There is nothing in the Sermon on the Mount about keeping up with the Joneses. But we all go about it assiduously. Let the flowers go their own way but we humans (Matthew 6.28) have the Joneses to think about. We can’t languish with our button-hooks while our neighbours are zipping ahead of us. Nor can we listen anxiously by our crystal-sets while Mr and Mrs Jones switch on their FM or try to get a DAB signal.
The arrival of the digital age has unleashed capabilities and enthusiasms galore. Digitalised worship, it may be said, benefited from the unleashing in time to make online worship a practical matter for the Sunday morning programme. The technician who knows how to solve digital problems is a must for any project committee. He or she will have to learn that discretion is the better part of valour when it comes to injecting new technology into old committees.
Of course, it can happen that the means become more enticing than the ends.

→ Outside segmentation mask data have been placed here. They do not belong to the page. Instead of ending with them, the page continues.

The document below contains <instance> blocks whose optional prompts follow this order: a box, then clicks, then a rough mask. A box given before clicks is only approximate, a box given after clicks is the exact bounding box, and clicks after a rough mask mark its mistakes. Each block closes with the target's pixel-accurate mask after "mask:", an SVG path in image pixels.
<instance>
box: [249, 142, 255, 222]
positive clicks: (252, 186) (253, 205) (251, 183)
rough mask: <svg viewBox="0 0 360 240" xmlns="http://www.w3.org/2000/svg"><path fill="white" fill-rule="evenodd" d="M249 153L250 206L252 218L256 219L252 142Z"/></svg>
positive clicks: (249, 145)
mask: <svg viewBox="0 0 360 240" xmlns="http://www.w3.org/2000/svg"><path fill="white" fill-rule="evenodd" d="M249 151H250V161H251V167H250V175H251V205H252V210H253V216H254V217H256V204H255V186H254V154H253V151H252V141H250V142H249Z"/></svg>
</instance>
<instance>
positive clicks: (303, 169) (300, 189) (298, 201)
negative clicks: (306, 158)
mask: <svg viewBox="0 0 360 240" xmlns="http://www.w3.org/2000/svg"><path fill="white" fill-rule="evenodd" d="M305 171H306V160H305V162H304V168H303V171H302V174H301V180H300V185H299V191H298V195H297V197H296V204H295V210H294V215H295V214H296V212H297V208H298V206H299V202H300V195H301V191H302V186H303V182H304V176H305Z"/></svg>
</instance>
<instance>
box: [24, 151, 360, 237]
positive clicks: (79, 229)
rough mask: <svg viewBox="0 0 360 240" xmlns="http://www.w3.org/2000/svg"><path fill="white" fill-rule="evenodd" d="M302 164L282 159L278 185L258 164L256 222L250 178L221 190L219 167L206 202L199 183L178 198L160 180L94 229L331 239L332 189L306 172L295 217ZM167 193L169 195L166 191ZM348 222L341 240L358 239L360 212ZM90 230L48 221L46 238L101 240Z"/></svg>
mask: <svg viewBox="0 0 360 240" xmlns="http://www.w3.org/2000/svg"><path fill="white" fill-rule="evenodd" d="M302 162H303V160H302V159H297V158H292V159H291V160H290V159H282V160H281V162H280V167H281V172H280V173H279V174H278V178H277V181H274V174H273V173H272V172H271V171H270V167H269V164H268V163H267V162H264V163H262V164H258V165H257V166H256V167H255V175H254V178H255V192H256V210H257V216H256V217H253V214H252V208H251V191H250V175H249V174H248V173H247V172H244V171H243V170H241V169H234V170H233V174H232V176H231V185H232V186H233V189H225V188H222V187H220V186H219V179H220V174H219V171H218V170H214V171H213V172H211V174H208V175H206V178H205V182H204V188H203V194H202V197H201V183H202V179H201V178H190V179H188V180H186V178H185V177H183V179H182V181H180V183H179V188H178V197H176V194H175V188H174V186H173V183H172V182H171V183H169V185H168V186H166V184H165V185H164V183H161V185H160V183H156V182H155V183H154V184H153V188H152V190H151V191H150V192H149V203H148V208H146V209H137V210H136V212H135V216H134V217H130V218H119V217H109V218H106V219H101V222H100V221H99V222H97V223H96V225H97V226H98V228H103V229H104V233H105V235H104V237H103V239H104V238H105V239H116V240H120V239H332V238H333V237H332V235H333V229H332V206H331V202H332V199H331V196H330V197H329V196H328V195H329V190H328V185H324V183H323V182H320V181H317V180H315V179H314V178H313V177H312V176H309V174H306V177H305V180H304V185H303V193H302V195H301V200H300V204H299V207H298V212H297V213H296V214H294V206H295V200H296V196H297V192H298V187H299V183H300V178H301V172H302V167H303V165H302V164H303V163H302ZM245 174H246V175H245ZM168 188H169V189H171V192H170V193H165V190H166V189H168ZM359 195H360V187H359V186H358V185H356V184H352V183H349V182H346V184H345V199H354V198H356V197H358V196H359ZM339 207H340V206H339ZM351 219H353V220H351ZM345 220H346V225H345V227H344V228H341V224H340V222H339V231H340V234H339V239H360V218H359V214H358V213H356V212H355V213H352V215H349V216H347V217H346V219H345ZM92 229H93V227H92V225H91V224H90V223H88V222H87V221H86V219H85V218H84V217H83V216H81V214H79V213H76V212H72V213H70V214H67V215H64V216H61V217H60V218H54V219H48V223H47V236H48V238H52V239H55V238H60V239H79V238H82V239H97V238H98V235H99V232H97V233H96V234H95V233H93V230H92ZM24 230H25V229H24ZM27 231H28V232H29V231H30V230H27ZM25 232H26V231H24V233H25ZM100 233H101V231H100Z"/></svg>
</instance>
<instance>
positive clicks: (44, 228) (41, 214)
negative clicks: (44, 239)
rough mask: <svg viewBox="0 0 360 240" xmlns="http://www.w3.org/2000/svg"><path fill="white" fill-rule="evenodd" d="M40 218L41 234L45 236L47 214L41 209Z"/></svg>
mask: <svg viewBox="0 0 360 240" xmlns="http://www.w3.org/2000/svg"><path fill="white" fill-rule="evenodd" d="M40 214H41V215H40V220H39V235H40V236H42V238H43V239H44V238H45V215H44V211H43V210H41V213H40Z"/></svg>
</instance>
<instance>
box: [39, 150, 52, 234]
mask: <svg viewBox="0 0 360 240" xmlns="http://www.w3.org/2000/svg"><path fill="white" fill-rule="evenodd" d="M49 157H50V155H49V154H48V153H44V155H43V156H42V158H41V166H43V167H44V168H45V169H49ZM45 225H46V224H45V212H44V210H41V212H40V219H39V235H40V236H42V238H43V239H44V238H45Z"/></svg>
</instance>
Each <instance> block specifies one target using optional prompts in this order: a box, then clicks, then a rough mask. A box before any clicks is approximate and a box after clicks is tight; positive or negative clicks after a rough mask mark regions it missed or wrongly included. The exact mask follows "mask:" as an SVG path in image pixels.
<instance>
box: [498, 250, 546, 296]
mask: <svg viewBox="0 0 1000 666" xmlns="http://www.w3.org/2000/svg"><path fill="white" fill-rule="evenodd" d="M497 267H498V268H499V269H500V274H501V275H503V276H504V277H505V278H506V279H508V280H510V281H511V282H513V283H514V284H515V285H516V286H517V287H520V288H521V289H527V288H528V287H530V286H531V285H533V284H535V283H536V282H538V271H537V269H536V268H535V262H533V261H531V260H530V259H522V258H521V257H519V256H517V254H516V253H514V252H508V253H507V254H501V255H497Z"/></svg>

Worship remains a matter of paying homage to a Creator and Redeemer but that does not require sack-cloth and ashes, Jacobean language and tunes from a serpent or a sackbut.
The Joneses may have a habit of leading the pack but they don’t necessarily have any better understanding of a destination than a lamp-lighter assuring sleepers that it’s two o’clock and all’s well. An HS2 will doubtless be able to whisk a worshipper from London to Birmingham and vice versa quicker than he can say Jack Robinson but whether worship is improved by such mobility must be considered unproven.